第2話 澄んだ声に、


「え?この本を返しに行くんですか?」

先生に昼休みに本を返しに行ってくれないかと頼まれた。

本当は、昼休みにあの子を探しに行くつもりだったんだけど…。頼まれたなら、仕方ないだろう。

「分かりました。いってきます。」

「すまないな。」

 1階から2階への 階段を登り、左に曲がったら目の前が図書室だ。

ガラガラガラ…。

「すみません、本を返しに来たんですけど…。」

「はーい。」

気だるそうな声の主を見ておもわず本を落としそうになった。

「返却ですね。」

声の主はあの子だったからだ。

「はい、お願いします。」

「少し待っててください。」

 手続きをするために少し席を立った。

 彼女は名札を首から下げていた。

  桐生莉奈ちゃん、か。2年生みたいだな。

すれ違って2日後、ようやく名前と学年を知る事が出来た。

「はい、返却終わりました。本を所定の位置に戻してください。」

「…ねえ。」

おもわず話しかけていた。

「何でしょうか?」

「お、オススメの本ってあるかな?」

自分でも話しかけたことにびっくりしていたため、少しどもってしまった。

「オススメ、ですか?うーん、そうですね…。この本はどうですか?」

莉奈ちゃんは席を立ち、窓側のグラウンドが見える本棚の前に立った。

「この本、ミュージカルを書籍化したものなんです。少し、悲しい部分があったりしますけど、読み応えはありますよ。」

 彼女は笑顔で教えてくれた。

「ありがとう。それじゃあ、この本、借りようかな…。」

「ありがとうございます。それでは、本を戻したら持って来てください。手続きをしますので。」

「うん、わかったよ。
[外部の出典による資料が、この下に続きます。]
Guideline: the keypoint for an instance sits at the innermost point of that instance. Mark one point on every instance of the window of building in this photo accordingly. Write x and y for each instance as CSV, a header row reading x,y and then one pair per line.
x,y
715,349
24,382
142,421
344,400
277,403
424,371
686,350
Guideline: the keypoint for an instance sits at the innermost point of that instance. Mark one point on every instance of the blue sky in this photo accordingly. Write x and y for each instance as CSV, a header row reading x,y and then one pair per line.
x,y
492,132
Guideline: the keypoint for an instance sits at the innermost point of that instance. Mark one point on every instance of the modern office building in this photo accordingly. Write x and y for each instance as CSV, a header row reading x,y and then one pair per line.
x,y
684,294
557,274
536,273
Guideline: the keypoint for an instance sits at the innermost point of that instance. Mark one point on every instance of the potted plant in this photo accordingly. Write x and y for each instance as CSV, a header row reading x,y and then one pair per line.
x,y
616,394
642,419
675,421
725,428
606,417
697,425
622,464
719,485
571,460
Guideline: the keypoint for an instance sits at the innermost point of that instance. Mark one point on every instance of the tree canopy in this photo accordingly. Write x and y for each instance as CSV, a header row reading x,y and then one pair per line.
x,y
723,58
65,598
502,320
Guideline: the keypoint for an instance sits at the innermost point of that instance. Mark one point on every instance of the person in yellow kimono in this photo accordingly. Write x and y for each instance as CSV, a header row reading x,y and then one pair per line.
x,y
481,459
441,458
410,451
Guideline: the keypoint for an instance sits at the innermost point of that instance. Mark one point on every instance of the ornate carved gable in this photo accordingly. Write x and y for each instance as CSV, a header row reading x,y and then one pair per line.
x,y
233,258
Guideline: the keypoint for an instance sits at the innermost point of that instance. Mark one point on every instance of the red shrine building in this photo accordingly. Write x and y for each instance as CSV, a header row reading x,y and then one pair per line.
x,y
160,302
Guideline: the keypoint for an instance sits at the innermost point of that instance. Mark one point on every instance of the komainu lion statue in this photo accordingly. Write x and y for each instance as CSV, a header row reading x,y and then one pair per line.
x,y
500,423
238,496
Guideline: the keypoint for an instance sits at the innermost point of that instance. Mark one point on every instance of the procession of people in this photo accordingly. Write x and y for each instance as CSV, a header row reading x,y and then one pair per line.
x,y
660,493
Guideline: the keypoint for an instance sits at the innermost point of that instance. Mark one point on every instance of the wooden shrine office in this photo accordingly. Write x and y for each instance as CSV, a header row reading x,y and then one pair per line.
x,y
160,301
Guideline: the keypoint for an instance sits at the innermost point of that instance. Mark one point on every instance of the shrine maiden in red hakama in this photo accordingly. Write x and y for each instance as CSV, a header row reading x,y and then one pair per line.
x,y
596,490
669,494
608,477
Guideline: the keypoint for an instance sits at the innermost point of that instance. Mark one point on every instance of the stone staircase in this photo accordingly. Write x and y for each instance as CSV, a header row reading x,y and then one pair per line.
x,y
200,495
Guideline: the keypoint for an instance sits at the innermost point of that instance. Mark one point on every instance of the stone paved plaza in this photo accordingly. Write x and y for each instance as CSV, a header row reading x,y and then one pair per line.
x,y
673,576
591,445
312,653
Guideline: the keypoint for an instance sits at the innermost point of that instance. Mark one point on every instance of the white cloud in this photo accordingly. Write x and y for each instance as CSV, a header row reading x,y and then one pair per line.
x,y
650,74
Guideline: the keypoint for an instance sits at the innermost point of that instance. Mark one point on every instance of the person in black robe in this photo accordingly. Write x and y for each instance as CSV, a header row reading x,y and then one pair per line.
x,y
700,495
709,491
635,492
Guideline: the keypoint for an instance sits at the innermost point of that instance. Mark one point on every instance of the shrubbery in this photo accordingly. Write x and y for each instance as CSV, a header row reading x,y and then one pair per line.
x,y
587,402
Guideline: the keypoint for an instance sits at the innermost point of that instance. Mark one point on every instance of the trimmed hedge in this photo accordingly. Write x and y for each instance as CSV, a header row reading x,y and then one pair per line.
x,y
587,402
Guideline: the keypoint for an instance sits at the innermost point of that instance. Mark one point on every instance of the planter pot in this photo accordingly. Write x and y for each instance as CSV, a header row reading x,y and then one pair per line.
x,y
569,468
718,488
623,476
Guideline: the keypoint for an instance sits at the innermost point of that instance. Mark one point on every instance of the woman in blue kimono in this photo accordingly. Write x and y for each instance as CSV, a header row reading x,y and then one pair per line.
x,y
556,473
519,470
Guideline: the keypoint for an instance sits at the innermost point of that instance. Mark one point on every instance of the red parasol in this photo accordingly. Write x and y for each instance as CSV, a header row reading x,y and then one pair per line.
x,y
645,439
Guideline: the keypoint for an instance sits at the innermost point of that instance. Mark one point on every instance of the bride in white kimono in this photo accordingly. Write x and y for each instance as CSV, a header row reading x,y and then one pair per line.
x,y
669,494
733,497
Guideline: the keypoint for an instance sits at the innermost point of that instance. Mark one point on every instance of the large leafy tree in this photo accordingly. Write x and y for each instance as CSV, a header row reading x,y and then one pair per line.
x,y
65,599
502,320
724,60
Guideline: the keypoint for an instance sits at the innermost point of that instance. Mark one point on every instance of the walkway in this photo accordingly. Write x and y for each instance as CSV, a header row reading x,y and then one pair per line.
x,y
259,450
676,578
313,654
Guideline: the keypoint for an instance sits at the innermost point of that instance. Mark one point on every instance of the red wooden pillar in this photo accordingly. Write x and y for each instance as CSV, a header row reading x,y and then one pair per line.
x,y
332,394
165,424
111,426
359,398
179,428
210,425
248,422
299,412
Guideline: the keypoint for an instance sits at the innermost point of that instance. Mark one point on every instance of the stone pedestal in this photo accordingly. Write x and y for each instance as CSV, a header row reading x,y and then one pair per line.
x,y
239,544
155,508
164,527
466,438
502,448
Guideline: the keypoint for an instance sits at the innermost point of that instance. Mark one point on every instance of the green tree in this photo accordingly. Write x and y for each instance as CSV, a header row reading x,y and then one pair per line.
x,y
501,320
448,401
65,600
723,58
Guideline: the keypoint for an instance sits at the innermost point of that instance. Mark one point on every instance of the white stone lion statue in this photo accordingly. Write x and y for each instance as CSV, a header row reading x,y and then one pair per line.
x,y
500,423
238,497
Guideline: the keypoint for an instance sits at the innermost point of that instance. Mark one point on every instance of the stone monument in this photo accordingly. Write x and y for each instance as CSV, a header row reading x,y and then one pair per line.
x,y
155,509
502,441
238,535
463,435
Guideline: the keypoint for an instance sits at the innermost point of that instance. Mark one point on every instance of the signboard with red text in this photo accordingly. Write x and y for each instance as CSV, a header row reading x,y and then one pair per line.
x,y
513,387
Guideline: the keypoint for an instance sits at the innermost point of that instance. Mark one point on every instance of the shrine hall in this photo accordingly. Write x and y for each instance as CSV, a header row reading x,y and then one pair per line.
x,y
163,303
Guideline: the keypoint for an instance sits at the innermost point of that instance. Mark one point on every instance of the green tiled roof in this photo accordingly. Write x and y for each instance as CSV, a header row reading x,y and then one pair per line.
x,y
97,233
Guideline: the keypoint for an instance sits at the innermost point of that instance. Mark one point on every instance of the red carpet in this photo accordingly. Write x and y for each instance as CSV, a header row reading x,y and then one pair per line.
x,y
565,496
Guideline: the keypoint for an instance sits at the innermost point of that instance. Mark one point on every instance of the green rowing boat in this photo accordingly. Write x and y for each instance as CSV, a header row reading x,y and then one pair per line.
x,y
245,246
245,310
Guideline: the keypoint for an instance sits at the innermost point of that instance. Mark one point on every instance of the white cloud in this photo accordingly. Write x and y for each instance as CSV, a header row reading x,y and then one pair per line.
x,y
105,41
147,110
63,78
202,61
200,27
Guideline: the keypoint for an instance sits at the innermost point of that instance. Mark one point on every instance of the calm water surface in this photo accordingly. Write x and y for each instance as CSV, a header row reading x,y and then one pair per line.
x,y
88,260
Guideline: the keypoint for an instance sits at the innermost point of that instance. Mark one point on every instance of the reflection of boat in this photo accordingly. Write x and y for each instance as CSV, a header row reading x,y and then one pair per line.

」

少し足取りが軽くなりながら本を所定の位置に戻した。

話に答えてくれた。笑いかけてくれた。たったそれだけでこんなに嬉しくなるなんて…。女々しいかな?

「それでは、1週間後までに返却してください。」

「うん。…莉奈ちゃん。」

「へ?は、はい、何でしょうか?」

「ありがとう。」

 話に答えてくれたこと、オススメの本を教えてくれたこと、そして、また会えたこと。
全てを含めて僕は笑顔でお礼を言った。

「い、いえ。仕事ですので…。こちらこそ、ありがとうございました。」

「フフっまた、来るね。」

「お、お待ちしています。」

ガラガラガラ…。

莉奈ちゃんと話せたことに心の中でガッツポーズをしながら教室へ戻って行った。

右手には教えてもらった本を持って…。

千石では無いけれどラッキーだったな。

頼まれごとも悪くないと笑っていた。